Father McGivney fostered in his parishioners a living faith, and he encouraged them to share this faith, even in the midst of hardships.
Father McGivney’s ministry also foreshadowed Pope Francis’ call to missionary discipleship. Inviting us to open our hearts to the Gospel, Pope Francis shows us how we are to become followers of the Lord who want to share with others the joy of the Gospel. We are to be joyful, committed evangelizers, convinced that Christ sheds light and hope on every aspect of our lives.
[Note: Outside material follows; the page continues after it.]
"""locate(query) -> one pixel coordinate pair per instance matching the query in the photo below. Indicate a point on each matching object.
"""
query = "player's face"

Long before the phrase “missionary discipleship” was commonly used, Father McGivney fostered in his parishioners a living faith, and he encouraged them to share this faith with others, even in the midst of hardships. He inspired and instructed through his preaching and teaching. He modeled what it means to be a joyful witness to Christ, demonstrating how faith and life intersect. And he created the Knights of Columbus to help men practice their faith and serve their families more robustly. This saintly priest understood that all of his people were called to holiness and that they were his co-workers in spreading the Gospel.
Yet another theme of Pope Francis’ ministry is accompaniment. The Holy Father encourages us not to be superficial in our relationships with others, but rather to be genuinely open to those around us. We must journey together; we must walk with one another, just as the risen Lord walked with the two disciples on the road to Emmaus. Along the way, we must come to know, love and walk with those who are poor and vulnerable.
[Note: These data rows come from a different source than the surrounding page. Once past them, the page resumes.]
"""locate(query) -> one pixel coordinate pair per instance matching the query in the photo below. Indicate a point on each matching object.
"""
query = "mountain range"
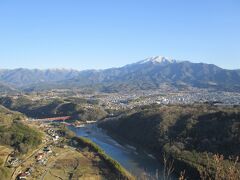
(151, 73)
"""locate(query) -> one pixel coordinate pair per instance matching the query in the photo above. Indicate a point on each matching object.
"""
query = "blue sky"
(99, 34)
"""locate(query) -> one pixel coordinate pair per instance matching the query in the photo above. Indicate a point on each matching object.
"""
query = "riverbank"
(82, 143)
(190, 135)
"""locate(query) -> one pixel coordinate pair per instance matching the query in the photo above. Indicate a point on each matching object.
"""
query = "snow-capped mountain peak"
(157, 60)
Father McGivney accompanied his parishioners in their joys and sorrows. He had a special love for the marginalized, including a condemned man whom he accompanied to the gates of eternity. As a pastor engaged with his people, Father McGivney saw how families were impoverished when husbands and fathers died prematurely. He did not merely sympathize with such families; he founded the Order as a way for men to provide for their families in the event of death. He also founded it as an engine of charity — a charity that bears witness to the Gospel and accompanies people in their need.
Even this brief glimpse at Father McGivney’s ministry helps us see how he foreshadowed key themes of Pope Francis’ pontificate. As we reflect on our founder’s fruitful ministry, we rejoice in the news that this blessed parish priest may soon be beatified (see page 6). He is interceding for us, the family of the Knights of Columbus.